The Datastaff Case: A Lesson in Responding to Payment Inquiries Without Running Afoul of the Equitable Estoppel Doctrine

by Christopher M. Anzidei, Partner

For many sureties and contractors, it is a daily ritual to field telephone calls from subcontractors, suppliers, and vendors inquiring about their payment status.  When these inquiries relate to claims — whether pass through claims, extras, or back charges — this information exchange can present a perilous situation for the unprepared.  Those who are seeking payment will not remember any of the caveats you give when responding to their questions, but they will remember — and rely upon — any promises that you may make to them over and above what is in their contract. In certain circumstances, courts have applied the doctrine of equitable estoppel where one party was prejudiced by its reliance upon the representations made by another.
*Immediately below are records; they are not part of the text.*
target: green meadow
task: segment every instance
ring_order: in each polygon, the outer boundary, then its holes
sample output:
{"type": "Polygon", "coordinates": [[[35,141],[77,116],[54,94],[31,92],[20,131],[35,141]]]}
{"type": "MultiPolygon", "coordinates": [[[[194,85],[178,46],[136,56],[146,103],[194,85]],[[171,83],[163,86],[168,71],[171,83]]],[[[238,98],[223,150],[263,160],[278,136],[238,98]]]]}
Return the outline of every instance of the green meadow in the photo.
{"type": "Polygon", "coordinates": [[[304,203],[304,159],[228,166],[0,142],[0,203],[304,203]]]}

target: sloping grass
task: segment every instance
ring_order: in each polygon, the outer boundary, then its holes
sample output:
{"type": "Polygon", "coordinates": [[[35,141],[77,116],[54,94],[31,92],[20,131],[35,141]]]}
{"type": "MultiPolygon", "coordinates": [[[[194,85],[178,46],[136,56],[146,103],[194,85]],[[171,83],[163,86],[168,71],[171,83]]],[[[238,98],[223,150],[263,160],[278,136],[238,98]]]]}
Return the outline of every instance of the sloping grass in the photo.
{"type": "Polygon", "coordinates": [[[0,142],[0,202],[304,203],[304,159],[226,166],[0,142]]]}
A recent case, Datastaff Technology Group, Inc. v. Centex Construction Company, Inc., et. al., 528 F. Supp.2d 587 (E.D. Va. 2007), tested the limits of equitable estoppel as applied to the actions of a general contractor and its payment bond surety in responding to a second-tier subcontractor’s Miller Act claim.  The lower-tier subcontractor, Datastaff, admittedly missed the one-year filing deadline for a Miller Act lawsuit.  Datastaff asserted, however, that the general contractor (Centex) and surety (Travelers) should be estopped from asserting a limitations defense because they allegedly provided incorrect information that dissuaded Datastaff from timely filing a lawsuit.  The district court ultimately rejected Datastaff’s estoppel argument, and the court’s reasoning provides insight into the proper handling of payment related inquiries.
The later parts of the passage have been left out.